The change in enthalpy (ΔH) can be calculated using the following equation:
ΔH = Σ(ΔHf products) - Σ(ΔHf reactants)
Let's break down the given reaction and calculate the change in enthalpy step by step:
1. Sn(s) + 2Cl2(g) --> SnCl4(l)
The heat of formation for SnCl4 is not given directly, but we can calculate it by summing up the heats of formation of Sn(s) and Cl2(g).
ΔHf (SnCl4) = ΔHf (Sn(s)) + 4 * ΔHf (Cl2(g))
2. Sn(s) + Cl2(g) --> SnCl2(l)
The heat of formation for SnCl2 is given directly as -186.2 kJ.
3. SnCl2(s) + Cl2(g) --> SnCl4(l)
The heat of formation for SnCl2 is given as -325.1 kJ.
Now, let's substitute the given values into the equation and solve for the change in enthalpy:
ΔH = [ΔHf (SnCl4)] - [ΔHf (Sn(s)) + 4 * ΔHf (Cl2(g))]
ΔH = [-325.1 kJ] - [-186.2 kJ + 4 * ΔHf (Cl2(g))]
At this point, we need the heat of formation of Cl2(g) to proceed further.
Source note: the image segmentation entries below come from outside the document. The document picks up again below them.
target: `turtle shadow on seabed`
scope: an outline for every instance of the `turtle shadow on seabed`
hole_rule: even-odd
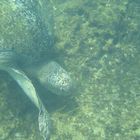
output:
[[[53,113],[55,111],[64,111],[67,113],[78,107],[78,104],[75,101],[75,97],[77,96],[76,88],[73,89],[72,94],[60,96],[44,88],[37,80],[33,80],[33,83],[49,113]]]

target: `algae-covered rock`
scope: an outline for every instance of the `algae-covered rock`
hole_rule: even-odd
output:
[[[44,2],[0,1],[0,48],[10,48],[28,56],[28,62],[46,57],[53,44],[53,24],[51,3]]]

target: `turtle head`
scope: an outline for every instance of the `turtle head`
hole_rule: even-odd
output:
[[[54,94],[65,96],[72,92],[73,82],[70,75],[54,61],[41,66],[37,77],[40,83]]]

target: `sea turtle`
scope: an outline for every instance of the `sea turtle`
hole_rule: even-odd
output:
[[[51,2],[49,0],[34,2],[1,0],[0,4],[2,5],[0,8],[0,70],[8,72],[39,109],[39,130],[44,140],[49,139],[49,113],[36,93],[32,81],[25,74],[24,68],[46,60],[52,47]],[[72,80],[58,63],[50,61],[30,71],[44,87],[53,93],[70,94]]]

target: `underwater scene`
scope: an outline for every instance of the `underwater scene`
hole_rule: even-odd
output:
[[[0,0],[0,140],[140,140],[140,0]]]

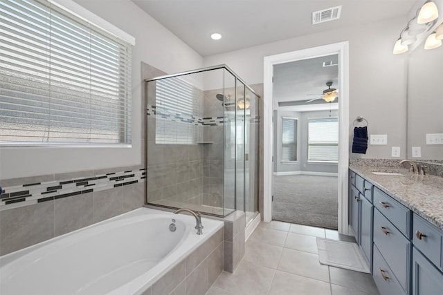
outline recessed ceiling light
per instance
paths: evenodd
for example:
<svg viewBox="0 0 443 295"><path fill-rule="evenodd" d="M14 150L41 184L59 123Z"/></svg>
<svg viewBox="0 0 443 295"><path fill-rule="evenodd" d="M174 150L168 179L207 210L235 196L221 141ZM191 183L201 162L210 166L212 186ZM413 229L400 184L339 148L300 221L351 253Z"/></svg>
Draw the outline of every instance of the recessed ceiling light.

Since it is not provided in the given information, we won't be able to calculate the change in enthalpy without it.
Therefore, without the heat of formation for Cl2(g), we cannot determine the change in enthalpy for the formation of tin chloride (SnCl4) in the given reaction.